With the development of science and technology, composite materials are widely used in aerospace, automotive, shipbuilding, construction, and other fields due to their excellent properties such as high strength, light weight, and corrosion resistance. However, composite materials often face a key issue during use - insufficient interlaminar strength. Interlaminar strength refers to the size of the bonding force between the layers of composite materials and is an important factor affecting their overall performance and service life. Therefore, accurate testing and evaluation of the interlaminar strength of composite materials is of great significance.

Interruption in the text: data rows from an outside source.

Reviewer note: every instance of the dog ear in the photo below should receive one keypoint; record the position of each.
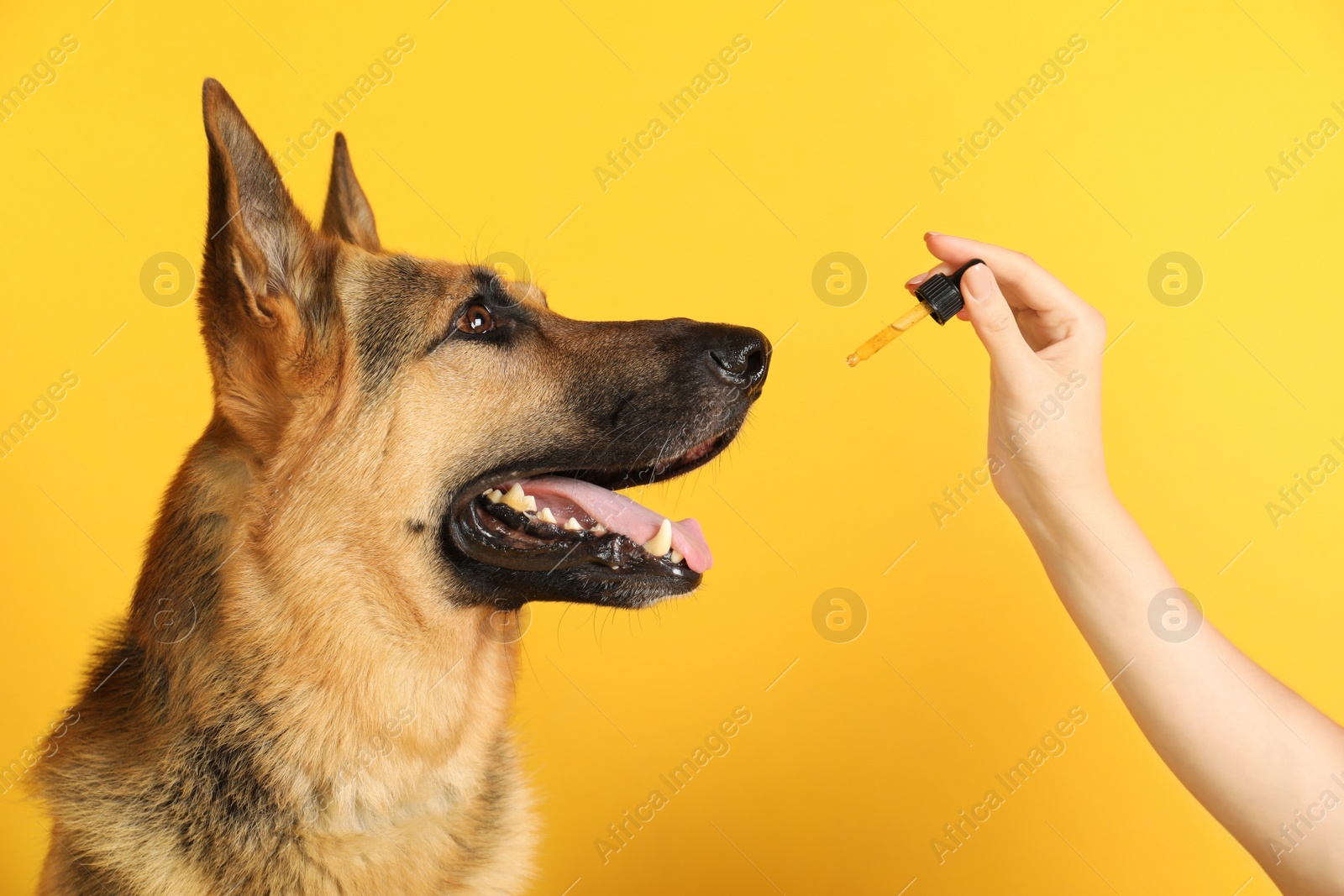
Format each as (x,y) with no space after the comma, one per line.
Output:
(349,214)
(265,308)
(255,233)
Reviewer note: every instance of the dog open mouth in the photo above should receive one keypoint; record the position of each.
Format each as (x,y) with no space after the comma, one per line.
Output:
(573,524)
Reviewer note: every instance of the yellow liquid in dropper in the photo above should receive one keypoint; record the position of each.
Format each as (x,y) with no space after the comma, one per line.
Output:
(889,335)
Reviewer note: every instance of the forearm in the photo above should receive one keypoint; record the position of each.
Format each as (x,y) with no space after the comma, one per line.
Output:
(1247,747)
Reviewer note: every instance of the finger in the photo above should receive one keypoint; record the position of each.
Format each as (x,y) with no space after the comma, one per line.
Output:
(1026,282)
(918,278)
(994,320)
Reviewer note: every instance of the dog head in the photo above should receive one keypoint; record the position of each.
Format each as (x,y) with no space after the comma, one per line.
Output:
(441,419)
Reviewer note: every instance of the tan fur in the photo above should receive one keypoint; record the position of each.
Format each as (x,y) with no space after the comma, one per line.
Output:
(306,696)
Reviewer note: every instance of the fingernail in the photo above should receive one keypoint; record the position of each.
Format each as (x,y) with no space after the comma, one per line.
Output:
(976,271)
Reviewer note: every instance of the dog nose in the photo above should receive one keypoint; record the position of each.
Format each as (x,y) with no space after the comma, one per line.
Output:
(741,358)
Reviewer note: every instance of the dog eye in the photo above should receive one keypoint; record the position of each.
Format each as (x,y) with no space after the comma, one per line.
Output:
(476,320)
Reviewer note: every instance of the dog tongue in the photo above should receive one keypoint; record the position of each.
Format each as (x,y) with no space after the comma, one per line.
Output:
(617,513)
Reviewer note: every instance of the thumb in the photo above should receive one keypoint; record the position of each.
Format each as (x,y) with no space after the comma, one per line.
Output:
(992,318)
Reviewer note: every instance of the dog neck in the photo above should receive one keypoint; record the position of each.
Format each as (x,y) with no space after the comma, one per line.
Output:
(275,607)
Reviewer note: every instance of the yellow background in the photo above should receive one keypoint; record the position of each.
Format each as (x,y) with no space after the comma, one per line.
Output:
(820,141)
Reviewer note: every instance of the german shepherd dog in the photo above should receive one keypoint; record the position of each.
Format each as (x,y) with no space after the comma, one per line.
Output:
(312,688)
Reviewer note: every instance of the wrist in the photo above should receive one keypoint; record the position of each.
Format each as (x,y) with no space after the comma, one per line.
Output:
(1055,510)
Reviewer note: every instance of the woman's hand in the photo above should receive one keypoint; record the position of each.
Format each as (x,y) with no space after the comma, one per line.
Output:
(1045,376)
(1249,748)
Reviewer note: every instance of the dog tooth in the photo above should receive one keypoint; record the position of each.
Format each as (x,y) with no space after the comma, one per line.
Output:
(660,543)
(517,500)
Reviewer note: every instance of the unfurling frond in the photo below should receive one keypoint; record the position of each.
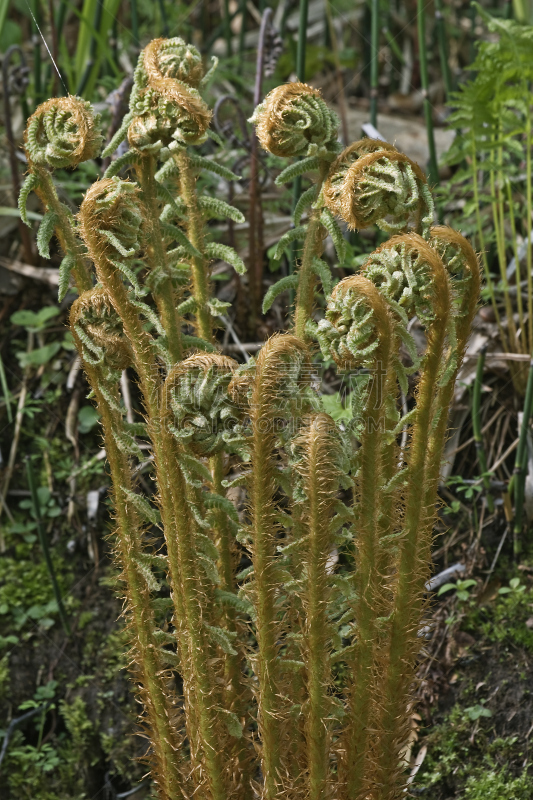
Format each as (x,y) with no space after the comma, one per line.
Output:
(203,415)
(371,183)
(111,219)
(294,120)
(99,329)
(62,132)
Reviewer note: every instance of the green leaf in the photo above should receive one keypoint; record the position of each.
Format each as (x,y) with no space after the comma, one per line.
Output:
(331,225)
(211,166)
(176,233)
(142,505)
(221,637)
(298,168)
(232,600)
(323,272)
(127,159)
(289,282)
(291,236)
(65,268)
(200,344)
(30,183)
(45,233)
(213,500)
(219,208)
(88,417)
(227,254)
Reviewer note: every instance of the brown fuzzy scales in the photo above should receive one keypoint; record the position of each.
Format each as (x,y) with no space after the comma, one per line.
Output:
(172,89)
(62,132)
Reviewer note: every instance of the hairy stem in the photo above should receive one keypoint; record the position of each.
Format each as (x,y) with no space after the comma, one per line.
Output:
(64,228)
(200,278)
(129,549)
(306,277)
(413,564)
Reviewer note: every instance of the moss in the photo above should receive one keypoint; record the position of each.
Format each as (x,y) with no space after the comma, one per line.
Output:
(504,620)
(497,785)
(465,760)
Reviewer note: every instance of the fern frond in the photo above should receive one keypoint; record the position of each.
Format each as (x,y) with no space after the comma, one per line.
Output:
(225,253)
(309,164)
(288,282)
(31,182)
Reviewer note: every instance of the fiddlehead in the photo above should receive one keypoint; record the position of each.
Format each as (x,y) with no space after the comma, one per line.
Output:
(295,121)
(281,357)
(413,279)
(360,333)
(205,418)
(62,133)
(98,335)
(318,467)
(371,183)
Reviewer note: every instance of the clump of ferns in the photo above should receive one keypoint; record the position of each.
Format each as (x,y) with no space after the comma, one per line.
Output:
(260,618)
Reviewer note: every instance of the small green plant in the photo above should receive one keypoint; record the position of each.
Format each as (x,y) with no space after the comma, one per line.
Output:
(259,622)
(492,148)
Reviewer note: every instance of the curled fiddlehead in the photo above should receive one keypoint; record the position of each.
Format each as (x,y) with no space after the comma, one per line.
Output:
(205,418)
(318,468)
(62,133)
(111,219)
(100,331)
(371,183)
(294,120)
(462,264)
(165,103)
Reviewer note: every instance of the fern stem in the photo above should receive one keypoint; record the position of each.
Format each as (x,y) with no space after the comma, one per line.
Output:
(424,76)
(264,527)
(64,228)
(413,562)
(177,522)
(200,278)
(158,706)
(482,245)
(306,277)
(165,296)
(519,302)
(320,490)
(500,244)
(368,580)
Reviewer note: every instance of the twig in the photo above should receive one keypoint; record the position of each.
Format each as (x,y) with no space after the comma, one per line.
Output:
(14,444)
(235,338)
(497,555)
(476,424)
(126,395)
(520,470)
(44,545)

　　Currently, there are mainly the following methods for testing the interlaminar strength of composite materials:



1. Short Beam Shear Test



This method causes the sample to bear shear forces under a three-point bending loading, with the sample experiencing shear action under a smaller span. Due to its simplicity of operation and small sample size required, it is often used for the preliminary evaluation of the interlaminar shear strength (ILSS) of composite materials. However, the results are influenced by various factors such as span-to-thickness ratio and fiber orientation, and are therefore usually used only for relative comparison.

　　2. Iosipescu Shear Test



This method measures the shear properties of the material by applying an asymmetric load to a V-notch sample. The Iosipescu test can accurately determine the interlaminar shear strength and is suitable for anisotropic materials. Its advantage lies in avoiding the tensile or compressive interference that may occur in other methods, providing a purer shear state.



3. Double Cantilever Beam Test (DCB)



This method is used to measure the interlaminar fracture toughness of composite materials. By introducing an initial crack in the middle of the sample and applying a load, the crack propagation is observed. The DCB test can effectively evaluate the material's resistance to destruction during crack propagation and is widely used in structural health monitoring and life prediction.



4. Interlaminar Tensile Test and Interlaminar Shear Test



Directly testing the interlaminar tensile and shear strengths is also a method. By using specific fixtures and sample designs, loads are applied vertically or parallel to the lamination direction to evaluate the interlaminar bonding strength. This method requires high standards for fixture design and loading methods, but the results are more intuitive and reliable.



In addition, with the development of testing technology, non-destructive testing techniques such as digital image correlation (DIC) and acoustic emission detection are also widely used in interlaminar performance evaluation, providing strong support for the research on the damage evolution and failure mechanisms of composite materials.



In summary, there are various testing methods for the interlaminar strength of composite materials, each with its own advantages and disadvantages. The appropriate method should be selected according to actual needs and testing conditions. In the future, with the development of advanced materials and testing equipment, interlaminar strength testing will become more accurate and efficient, providing a solid technical guarantee for the design and application of composite materials.